Regulation of exocrine pancreatic secretion by cerebral TRH and CGRP: role of VIP, muscarinic, and adrenergic pathways.

Abstract

The central nervous system effects of thyrotropin-releasing hormone (TRH) and calcitonin gene-related peptide (CGRP) on exocrine pancreatic secretion were studied in freely moving rats. TRH (0.05-0.5 nmol) significantly stimulated, whereas CGRP (0.1-1.0 nmol) significantly inhibited, volume, protein, and bicarbonate secretion. Pretreatment of the animals with the ganglionic blocking agent chlorisondamine abolished the pancreatic responses produced by both peptides. In contrast, vagotomy abolished the stimulatory effect of TRH, whereas noradrenergic blockade with bretylium or phentolamine abolished the inhibitory effect of CGRP. Atropine significantly attenuated, but the vasoactive intestinal peptide (VIP) antagonist [D-p-Cl-Phe6, Leu17]VIP completely abolished the stimulatory effect of TRH. Pancreatic secretory responses stimulated by cerebral TRH or by peripheral VIP were inhibited dose dependently by peripheral [D-p-Cl-Phe6,Leu17]VIP. Inhibition of pancreatic secretion induced by cerebral CGRP or by peripheral norepinephrine was prevented by intravenous phentolamine.
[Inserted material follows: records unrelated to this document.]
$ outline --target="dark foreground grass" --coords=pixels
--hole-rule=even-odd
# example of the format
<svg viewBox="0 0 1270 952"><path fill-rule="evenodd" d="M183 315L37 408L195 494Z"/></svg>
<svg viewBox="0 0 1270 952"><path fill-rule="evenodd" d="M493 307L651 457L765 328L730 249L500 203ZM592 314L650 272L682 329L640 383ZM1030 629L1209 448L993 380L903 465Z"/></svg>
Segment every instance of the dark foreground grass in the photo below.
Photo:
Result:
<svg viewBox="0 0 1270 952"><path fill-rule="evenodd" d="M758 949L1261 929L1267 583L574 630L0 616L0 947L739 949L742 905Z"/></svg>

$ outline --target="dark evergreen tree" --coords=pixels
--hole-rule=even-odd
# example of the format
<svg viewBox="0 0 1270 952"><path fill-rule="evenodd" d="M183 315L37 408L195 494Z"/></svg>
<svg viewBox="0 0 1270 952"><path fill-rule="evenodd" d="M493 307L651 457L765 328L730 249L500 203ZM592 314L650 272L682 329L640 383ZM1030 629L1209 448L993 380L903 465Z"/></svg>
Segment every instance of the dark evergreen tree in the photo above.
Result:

These results indicate 1) cerebral TRH stimulates and cerebral CGRP inhibits exocrine pancreatic secretion in freely moving rats; 2) the effects of TRH are mediated by vagal efferents, and the primary peripheral transmitter appears to be VIP acting on VIP receptors, whereas muscarinic efferents are less important; and 3) the effects of CGRP are mediated by sympathetic noradrenergic efferents via alpha-adrenergic receptors.